• 3•

51 9 51
                                    

Duyduğum adım sesleriyle odaya Harry'nin girdiğini anladım, benim uyuduğumu düşünerek her ne kadar sessiz olmaya çalışsa da heyecanlı olunca bunu başaramıyordu. Yatağa varınca dizlerinin üstünde yanıma kadar emekledi ve açık bukleli saçlarıyla yüzüme doğru eğilerek dudaklarımı uzunca öptü. Uykulu bir şekilde öpücüğüne karşılık verdim, sabahları en sevdiğim uyandırılma şekli buydu. "Hadi uyan koca bebek, bebeğinle ilgileneceksin bugün, unuttun mu?" uykulu bakışlarımla heyecanlı heyecanlı bana bakan gözlerini buldum ve bakışları karşısında dayanamayıp gülümsedim. "Bunu nasıl unutabilirim ki?" Harry gülümserken yüzüme gelen uzun saçlarını çekerek elimi yüzüne koydum ve kendime eğerek dudaklarına yapıştım. Yavaşça karşılık verirken içime sıcaklık dolmuştu. Her bir öpücük içimi daha da çok ısıtıyordu.

Aniden geri çekilmesiyle gözlerimi açmam bir oldu. "Hadi ama kalk artık, iki saat seni mi bekleyeceğim? Daha çok işimiz var." keşke hiç çekilmeseydi. Sabah öpücüklerini, Harry'nin dudaklarını apayrı seviyordum ve hiç bilmediğim yakın bir zamanda onlara sahip olamayacaktım. Yüzümdeki hüznü saklayarak gülümsedim. "Geliyorum şimdi, sen git." tekrardan beni öpüp geri çekildi ve göz kırpıp odadan çıktı. Harry'nin hayat enerjisi aklıma doluşunca derin bir iç çektim ve dolabı karıştırmaya başladım.

Harry'nin sevdiği tişörtlerimden biriyle kot pantolunumu giyip üstüne kapşonlumu giyip aşağıya indim. "Üstüne ceket almadan mı çıkacaksın cidden?" eğildiği yerden kalkınca bana baktı. "Hiç giymek istemiyorum," "Yok öyle bir şey Bay Styles" deyip kahverengi ceketini üstüne giydirip başına da aynı renk tonlamalarında olan kaskenini kapattım. Saçları döküldüğü için oluşan görüntüden rahatsız oluyordu ve bu en azından rahatsızlığını bir nebze giderirdi. Evden çıkınca el ele tutuşarak milkshake almaya gittik.

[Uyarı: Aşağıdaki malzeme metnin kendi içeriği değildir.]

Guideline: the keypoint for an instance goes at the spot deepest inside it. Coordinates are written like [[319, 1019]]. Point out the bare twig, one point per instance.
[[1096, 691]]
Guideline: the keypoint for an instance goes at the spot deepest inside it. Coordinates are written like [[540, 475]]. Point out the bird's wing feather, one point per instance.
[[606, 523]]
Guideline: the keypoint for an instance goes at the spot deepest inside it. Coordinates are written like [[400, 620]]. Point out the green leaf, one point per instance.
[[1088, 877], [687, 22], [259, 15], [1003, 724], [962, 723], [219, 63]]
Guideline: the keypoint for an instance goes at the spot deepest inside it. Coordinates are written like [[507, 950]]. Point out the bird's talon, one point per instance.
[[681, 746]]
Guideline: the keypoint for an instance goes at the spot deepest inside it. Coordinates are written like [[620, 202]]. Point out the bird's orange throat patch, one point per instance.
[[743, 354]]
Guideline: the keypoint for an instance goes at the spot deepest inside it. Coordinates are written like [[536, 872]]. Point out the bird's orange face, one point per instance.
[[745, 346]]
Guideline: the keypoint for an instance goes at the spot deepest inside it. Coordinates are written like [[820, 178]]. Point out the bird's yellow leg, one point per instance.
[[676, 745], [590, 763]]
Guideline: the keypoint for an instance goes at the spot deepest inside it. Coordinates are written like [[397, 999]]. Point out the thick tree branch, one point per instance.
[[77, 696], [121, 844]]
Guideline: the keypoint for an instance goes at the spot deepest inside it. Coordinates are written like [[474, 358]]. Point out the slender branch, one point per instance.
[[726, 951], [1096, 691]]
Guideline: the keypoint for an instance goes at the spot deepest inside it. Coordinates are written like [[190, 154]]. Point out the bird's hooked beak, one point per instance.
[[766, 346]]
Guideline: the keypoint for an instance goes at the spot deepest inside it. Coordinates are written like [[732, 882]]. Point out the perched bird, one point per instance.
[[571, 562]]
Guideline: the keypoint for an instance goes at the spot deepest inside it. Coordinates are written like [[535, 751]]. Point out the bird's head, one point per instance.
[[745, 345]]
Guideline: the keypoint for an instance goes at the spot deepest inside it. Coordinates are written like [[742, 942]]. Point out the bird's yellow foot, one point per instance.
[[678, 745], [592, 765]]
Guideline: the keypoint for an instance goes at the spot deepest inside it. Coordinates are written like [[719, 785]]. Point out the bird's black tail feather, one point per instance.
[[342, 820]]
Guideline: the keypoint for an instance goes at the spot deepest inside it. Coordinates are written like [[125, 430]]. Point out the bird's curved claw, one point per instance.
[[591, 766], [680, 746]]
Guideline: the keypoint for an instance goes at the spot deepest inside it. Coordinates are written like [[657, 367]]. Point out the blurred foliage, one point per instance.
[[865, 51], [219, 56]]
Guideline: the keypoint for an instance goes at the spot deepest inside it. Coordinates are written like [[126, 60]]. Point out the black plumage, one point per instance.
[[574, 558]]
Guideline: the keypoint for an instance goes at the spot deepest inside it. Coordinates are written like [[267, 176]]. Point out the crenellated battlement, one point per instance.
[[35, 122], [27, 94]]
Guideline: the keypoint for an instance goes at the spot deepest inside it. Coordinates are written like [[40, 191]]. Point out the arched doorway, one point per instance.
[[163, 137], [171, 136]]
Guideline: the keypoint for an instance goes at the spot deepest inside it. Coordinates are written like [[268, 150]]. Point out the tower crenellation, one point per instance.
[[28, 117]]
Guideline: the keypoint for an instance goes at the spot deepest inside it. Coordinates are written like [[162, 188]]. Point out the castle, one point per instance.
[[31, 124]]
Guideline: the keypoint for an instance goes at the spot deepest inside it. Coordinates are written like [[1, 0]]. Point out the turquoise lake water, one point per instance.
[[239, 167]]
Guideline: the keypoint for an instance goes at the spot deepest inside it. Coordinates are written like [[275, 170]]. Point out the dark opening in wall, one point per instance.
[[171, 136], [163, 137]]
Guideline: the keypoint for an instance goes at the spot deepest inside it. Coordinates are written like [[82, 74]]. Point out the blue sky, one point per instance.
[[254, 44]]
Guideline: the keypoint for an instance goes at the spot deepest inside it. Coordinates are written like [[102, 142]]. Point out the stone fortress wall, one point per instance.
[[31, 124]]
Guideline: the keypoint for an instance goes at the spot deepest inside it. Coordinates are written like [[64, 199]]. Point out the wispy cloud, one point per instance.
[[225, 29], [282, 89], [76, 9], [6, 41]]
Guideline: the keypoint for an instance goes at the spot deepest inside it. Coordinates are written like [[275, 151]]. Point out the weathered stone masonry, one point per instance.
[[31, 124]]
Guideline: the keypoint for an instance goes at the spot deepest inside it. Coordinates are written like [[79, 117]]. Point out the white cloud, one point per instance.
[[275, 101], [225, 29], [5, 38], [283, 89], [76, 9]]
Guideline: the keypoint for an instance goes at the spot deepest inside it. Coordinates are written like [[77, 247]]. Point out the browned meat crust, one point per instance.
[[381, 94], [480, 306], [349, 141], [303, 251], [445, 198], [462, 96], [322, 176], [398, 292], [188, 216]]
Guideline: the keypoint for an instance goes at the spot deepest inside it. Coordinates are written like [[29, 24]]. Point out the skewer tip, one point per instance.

Milkshakelerimizi alıp yakınlarda olan göletin kenarındaki parka gittik. Harry buraya bayılıyordu, gelecekten ne zaman bahsetsek çocuklarımızla burada piknik yapmanın hayalini kuruyorduk. Harry yere uzanırken cimenlerin üstüne oturup ayakkabılarımı çıkarttım. Yüzümdeki rahatlama ifadesini görünce gülmeye başladı. "Ben gittikten sonra çıplak ayakla bir yerlerde dolaşmanı istemiyorum," bu sıralar hep bunu yapıyordu. Bana gideceğinin haberini veriyordu. Yüzüne doğru eğilerek susması için dudaklarına kapandım. Geri çekildiğimde gözlerimi açmadan sıcak nefesimi dudaklarına doğru vererek konuştum, bundan huylanmış olacak ki dudaklarını birbirine bastırdı. "Böyle bir şey olmayacak bebeğim, bu cümleyi sana daha ne kadar kurmalıyım bilmiyorum ama böyle bir şey olmayacak." kocaman ellerini yüzüme koyup sefkatlice okşamaya başladı. Kalbimi tek bir cümlesiyle paramparça edebiliyordu ama aynı zamanda beni iyileştiren sadece o olabiliyordu. "Louis, buna alış sevgilim.. Seni her zaman gözetleyeceğim eğer sevmediğim bir şey yaparsan sana musallat olurum," deyip yüzüne o haylaz ifadesini taktı. Burnunu kırıştırırken burnunu uzunca öptüm. "Biliyor musun bebeğimiz olsaydı aynı senin gibi olurdu güzelim," "Biliyorum Loueh, iyi ki huy açısından sana benzememiş olurdu yoksa peşinde koşturup dururdum." gülmesi hiç bitmiyordu. Güldükçe nefesi kesiliyordu ama bundan asla vazgeçmiyordu.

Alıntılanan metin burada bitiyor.